Storms and back pain are similar. Sometime it's better to seek shelter.
I discussed my dilemma with my sister Jody and with Sharon out in Nevada. Jody was going to keep me posted on weather conditions in West Virginia and Ohio; with worry in her voice, Sharon advised me not to take more than one pain pill and at the next rest stop get out and walk around to stretch the back.

Preoccupied with the pain, I missed the rest-stop exit. By the time I passed the Greensboro exits, I was feeling nauseous. In Yadkinville where I’ve gotten gasoline for years and years, I filled up and weighed my options. I’d gone 260 miles and had 300 miles still to go. An inviting Day’s Inn motel could be seen from U.S. 421. Like a sea captain sailing for a safe harbor ahead of a storm, I docked at the Day’s Inn. Safe in Room 124, I took a pain pill and let my back calm down, then took to the bed and got a good night’s sleep. In the morning, I ate a hotel breakfast of Frosted Flakes and a fruit-centered roll, coffee, and bulwarked myself for the journey ahead with a pain pill followed by an anti-inflammatory pill.
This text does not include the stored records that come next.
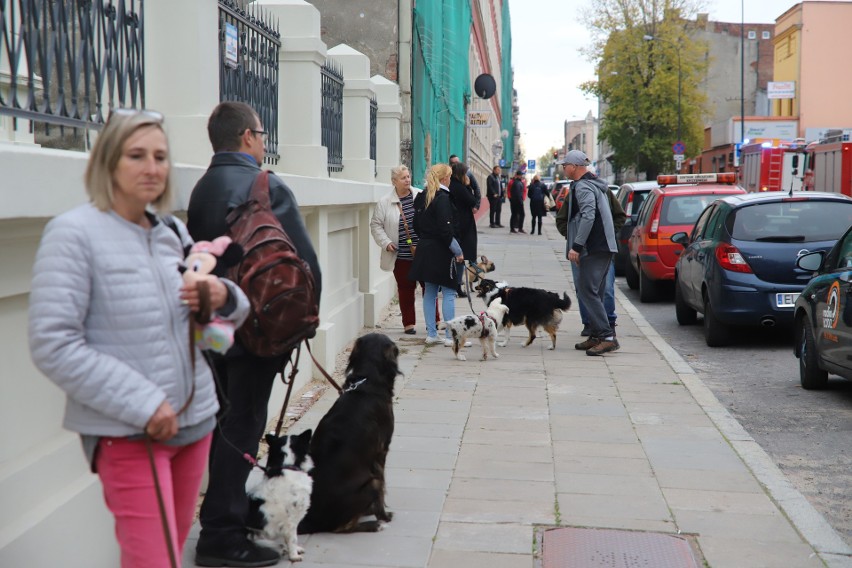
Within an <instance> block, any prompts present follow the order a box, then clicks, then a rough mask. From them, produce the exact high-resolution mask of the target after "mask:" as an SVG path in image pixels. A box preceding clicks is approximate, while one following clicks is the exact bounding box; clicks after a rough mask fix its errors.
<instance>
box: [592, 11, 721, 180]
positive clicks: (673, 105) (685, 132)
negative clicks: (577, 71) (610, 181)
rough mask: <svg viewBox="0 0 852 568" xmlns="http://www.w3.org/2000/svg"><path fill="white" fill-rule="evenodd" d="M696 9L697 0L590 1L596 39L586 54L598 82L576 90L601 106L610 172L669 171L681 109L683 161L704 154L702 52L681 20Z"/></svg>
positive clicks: (697, 44)
mask: <svg viewBox="0 0 852 568" xmlns="http://www.w3.org/2000/svg"><path fill="white" fill-rule="evenodd" d="M699 7H700V0H591V5H590V7H589V10H588V11H587V13H586V14H585V16H584V20H585V23H586V25H587V26H589V28H590V29H591V30H592V33H593V38H594V39H593V43H592V46H591V47H590V48H589V49H587V50H585V53H586V55H588V56H590V57H591V59H592V61H594V62H595V65H596V67H597V72H598V80H597V81H592V82H588V83H585V84H583V85H582V86H581V88H582V89H583V90H584V91H585V92H587V93H590V94H594V95H596V96H598V98H599V99H600V101H601V125H600V130H599V133H598V136H599V138H600V139H602V140H605V141H606V142H607V143H608V144H609V145H610V146H611V147H612V149H613V153H614V155H613V158H612V161H613V165H614V167H616V168H618V169H625V168H630V167H633V168H635V169H636V170H637V171H644V172H645V173H646V176H647V179H655V178H656V176H657V174H658V173H663V172H666V171H672V170H673V169H674V162H673V159H672V145H673V144H674V142H676V139H677V124H678V110H680V122H681V138H682V141H683V142H684V144H685V146H686V152H685V153H686V155H688V156H692V155H696V154H699V153H700V152H701V150H702V147H703V130H704V126H703V122H704V118H705V116H707V115H708V113H707V111H706V107H707V102H706V97H705V96H704V94H703V93H702V92H701V91H700V90H699V88H698V84H699V82H700V80H701V78H702V77H703V76H704V73H705V70H706V66H707V64H706V62H705V60H704V53H705V52H706V51H707V49H706V46H704V45H702V44H700V43H699V42H696V41H693V40H691V39H690V37H689V35H688V33H687V32H688V29H687V27H688V25H689V21H688V19H685V18H689V17H690V16H693V15H694V14H695V13H696V12H697V10H698V9H699ZM645 37H651V38H654V39H652V40H650V41H649V40H646V39H644V38H645ZM679 74H680V77H679ZM678 78H680V83H681V93H680V105H678Z"/></svg>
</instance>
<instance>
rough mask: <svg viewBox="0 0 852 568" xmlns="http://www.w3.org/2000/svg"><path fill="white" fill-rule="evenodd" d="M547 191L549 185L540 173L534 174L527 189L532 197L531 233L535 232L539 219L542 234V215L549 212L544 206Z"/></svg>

This time my back behaved properly during the 4.5-hour ride up to Southeastern Ohio.

So here I am sitting at my sister’s dining room table composing a blog-post update detailing my grand journey to Nevada via Ohio and West Virginia. So tonight I get to sleep in my mom’s bedroom where 10 years ago she went to Heaven after months of coping with Lou Gehrig’s disease. It’s good to remember what she went through … it makes my back troubles look trivial.


  1. This is why I moved my husband to a nursing home when he became almost too heavy for me to lift. I'm glad you made it safe and sound and hope your back feels better soon.
    This is why I moved my husband to a nursing home when he became almost too heavy for me to lift. I'm glad you made it safe and sound and hope your back feels better soon.

    1. Yep, I understand fully Abbie. While helping take care of my mom in 2003 (she had ALS), I threw out my back moving her from her favorite chair to a wheelchair. I started wearing a back brace and that helped.

  2. Hey! I still have some Tramadol from when I had my lung operationI can post you :) Seriously, commiserations. Back problems are miserable. Are you permanently relocating to Nevada?

    1. Yep, permanently. There's a woman there that I want to spend the rest of my life with sharing sundry things, sexy and mundane. Lol.